To create a new task, navigate to the tasks tab within a project and click ‘new task.’ The popup will guide you through task creation, and the documentation below will provide details on each step. Once you create a task, the task type and consensus value cannot be changed, but all other properties may be edited.
Classification tasks allow the annotator to check boxes presented with an image to indicate the presence of one or more classes. Although classification tasks use the canvas to display images and associated questions, no image annotations are made in these tasks.
Object Detection Task
Object detection tasks allow the annotator to place bounding boxes around each instance of a class that’s present in an image.
Semantic Segmentation Task
Semantic segmentation tasks allow users to identify all members of a certain class with pixel-level accuracy. Semantic segmentation tasks do not allow the annotator to distinguish between different instances of the same class. Because segmentation tasks require pixel-level accuracy, Innotescus provides a much more sophisticated set of tools than for object detection tasks.
Instance Segmentation Task
Instance segmentation tasks are just like the semantic segmentation tasks described above, only they do require the annotator to distinguish between different instances of the same class. Annotators will still have access to all the same tools they have in semantic segmentation tasks to ensure pixel-level accuracy.
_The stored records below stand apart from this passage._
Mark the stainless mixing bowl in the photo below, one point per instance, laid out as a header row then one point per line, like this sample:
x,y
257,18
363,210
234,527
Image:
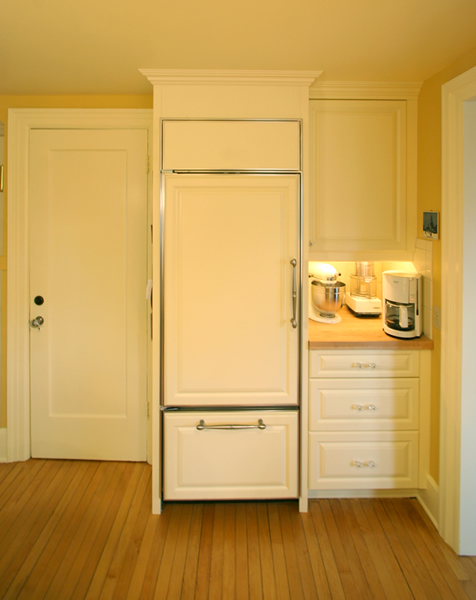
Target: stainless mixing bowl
x,y
328,298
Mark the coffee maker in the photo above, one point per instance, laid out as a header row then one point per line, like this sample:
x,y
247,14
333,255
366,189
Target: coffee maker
x,y
402,304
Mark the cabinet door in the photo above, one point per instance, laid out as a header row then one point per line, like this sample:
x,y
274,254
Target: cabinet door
x,y
208,463
231,145
228,290
358,154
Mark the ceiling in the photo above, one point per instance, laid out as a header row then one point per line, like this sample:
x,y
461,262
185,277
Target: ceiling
x,y
97,46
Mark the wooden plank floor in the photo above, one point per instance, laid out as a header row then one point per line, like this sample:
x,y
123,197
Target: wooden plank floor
x,y
85,530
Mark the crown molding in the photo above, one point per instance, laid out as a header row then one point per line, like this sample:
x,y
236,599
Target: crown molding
x,y
227,77
365,90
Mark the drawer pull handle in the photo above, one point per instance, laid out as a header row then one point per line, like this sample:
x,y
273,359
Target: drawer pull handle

The task creation process allows users to apply tasks to one or more datasets within the same project. Users can add a new dataset at this stage if need be, apply to an existing dataset, or apply tasks to datasets later on from that project’s datasets tab. To assign a task to a dataset after task creation, see this section.
Task creators may add classes by typing each name individually and pressing enter, pasting a list of comma separate classes, or by using the 'import classes' button to import a .csv of class names or copy classes from an existing task. Class names can be up to 256 characters long.
If importing classes using a .csv, the .csv file must only include a comma-separated list of class names, like the sample below:
Each new class is assigned a color once it is entered, but you can edit a class' color by clicking the colored circle next to its name and choosing a new one; classes that already exist within the project will share a color, so editing a class color in one task will change it in the other.
Adding Classes from the Canvas
Using the check box available below the class entry line, task creators can allow annotators to add new classes directly from the annotation canvas.
Innotescus’ consensus algorithm automatically merges annotators’ work to ensure higher quality annotations for your dataset. Select the number of annotators you’d like to have annotate each image before the annotations are merged into the consensus output. Consensus is available on all tasks except for classification tasks.
Creating Tasks with Imported Annotations or Pre-annotations
Users can also create new tasks through the annotation import process. This method of task creation uses the import file(s) to create classes, and currently defaults to a consensus of 1.
Annotations can be imported as complete annotations or as pre-annotations, depending on the supervisor's preference. Pre-annotations are presented with each image during the annotation process, and are a great way to improve annotator efficiency.